Une Transat si convoitée... C'est dimanche que s'élance de Concarneau la huitième Transat AG2R à destination de Saint-Barthélémy via Madère. Et au vu du plateau de 28 tandems alignés au départ de la "seule transat à armes égales", on peut s'attendre à une vraie régate océanique et des écarts infimes à l'arrivée après environ trois semaines de mer. Tenant du titre, le duo Le Cléac'h-Troussel devra encore se montrer le plus opportuniste s'il veut être le premier à réaliser le doublé face à des tandems aussi redoutables que Beyou-Riou, Dick-Jourdren, Jourdain-Nélias, De Pavant-D'Ali, Morvan-Tabarly...

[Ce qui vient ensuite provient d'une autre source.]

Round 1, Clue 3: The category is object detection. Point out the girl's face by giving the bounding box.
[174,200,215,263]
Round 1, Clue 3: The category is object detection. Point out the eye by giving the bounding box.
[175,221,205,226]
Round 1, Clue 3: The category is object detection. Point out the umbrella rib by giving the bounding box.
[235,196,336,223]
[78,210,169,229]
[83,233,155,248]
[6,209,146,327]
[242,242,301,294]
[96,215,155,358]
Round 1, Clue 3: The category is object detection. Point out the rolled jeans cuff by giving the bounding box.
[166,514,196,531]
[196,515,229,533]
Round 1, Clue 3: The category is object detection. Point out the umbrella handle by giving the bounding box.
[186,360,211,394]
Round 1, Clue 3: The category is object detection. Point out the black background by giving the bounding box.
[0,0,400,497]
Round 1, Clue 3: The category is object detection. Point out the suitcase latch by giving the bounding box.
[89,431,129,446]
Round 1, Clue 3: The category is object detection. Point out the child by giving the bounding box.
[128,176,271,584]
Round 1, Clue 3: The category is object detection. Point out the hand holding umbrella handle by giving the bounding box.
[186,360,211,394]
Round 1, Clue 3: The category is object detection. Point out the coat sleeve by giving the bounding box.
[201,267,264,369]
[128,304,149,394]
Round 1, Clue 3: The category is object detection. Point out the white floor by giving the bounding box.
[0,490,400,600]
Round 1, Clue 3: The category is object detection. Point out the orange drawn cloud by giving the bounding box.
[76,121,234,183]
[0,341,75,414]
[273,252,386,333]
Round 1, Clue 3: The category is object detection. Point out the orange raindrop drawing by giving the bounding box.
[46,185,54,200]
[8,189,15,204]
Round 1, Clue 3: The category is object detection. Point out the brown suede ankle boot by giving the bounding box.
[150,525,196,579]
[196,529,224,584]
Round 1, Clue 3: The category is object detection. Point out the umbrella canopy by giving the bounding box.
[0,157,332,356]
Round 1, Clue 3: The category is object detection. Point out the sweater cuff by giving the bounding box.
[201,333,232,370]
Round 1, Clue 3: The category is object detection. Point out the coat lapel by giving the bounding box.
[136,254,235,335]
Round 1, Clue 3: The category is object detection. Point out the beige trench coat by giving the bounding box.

La succession de Le Cléac'h-Troussel est ouverte... (E. Rousseau/Brit Air)Pour sa huitième édition, la Transat AG2R s'est offert un petit lifting: changements d'organisateur (la société Pen Duick a repris celle de François-Xavier Deshayes, Match Racing), de directeur de course (l'ancien navigateur Jean Maurel occupe ce poste, comme sur la Jacques-Vabre et la Route du Rhum), de port de départ (Concarneau succède à Lorient pour au moins trois éditions) et, l'expérience forcée de 2004 ayant été convaincante (le report du départ poussa les organisateurs à annuler l'escale de Madère), parcours modifié avec une marque de passage obligatoire au sein de l'archipel portugais, plutôt qu'un arrêt, ceci de manière à rendre plus lisible la course.
En revanche, le bateau (Figaro Bénéteau 2) et le format (en double) restent les mêmes, tout comme le port de destination: c'est bien autour d'un ti'punch à Gustavia, capitale de l'île antillaise et «jet-set» de Saint-Barthélémy, que les 28 tandems fêteront leur arrivée après environ trois semaines de mer (le record, datant de la dernière édition, est de 20 jours 8 heures et 49 minutes). Au total 3710 milles (6678 kilomètres) sur un parcours bien connu de la majorité des skippers avec une sortie de Golfe de Gascogne qui s'annonce cette année assez rapide (du portant de plus de 20 nœuds est attendu au départ), la toujours délicate descente du Portugal (la victoire s'était jouée là en 2002), la négociation périlleuse de l'archipel de Madère, avant la route des alizés qui mènera tout ce petit monde vers l'arc antillais où les conditions peuvent être piégeuses, surtout en cas d'arrivée nocturne.
Une préparation de plus en plus professionnelleLe tout mené à «petite vitesse», à savoir environ 7 nœuds, loin des moyennes de 13 ou 15,3 nœuds affichés par exemple sur la dernière Jacques-Vabre par les monocoques et trimarans de 60 pieds. Et c'est d'ailleurs dans cette toute relative lenteur que réside la difficulté d'une telle transat: "L'AG2R reste une course particulière, explique ainsi Jérémie Beyou, qui, en quatre participations, n'a terminé qu'une fois sur le podium. Parce qu'on n'a pas beaucoup d'infos météo, si bien que parfois certains, qui ne sont pas forcément favoris, tirent leur épingle du jeu en jouant des coups qui ne se voient pas toujours sur les cartes. Et quand tu n'es pas dans le bon coup, c'est très difficile de revenir car les bateaux étant relativement lents, tu ne peux pas traverser le plan d'eau pour récupérer comme en 60 pieds."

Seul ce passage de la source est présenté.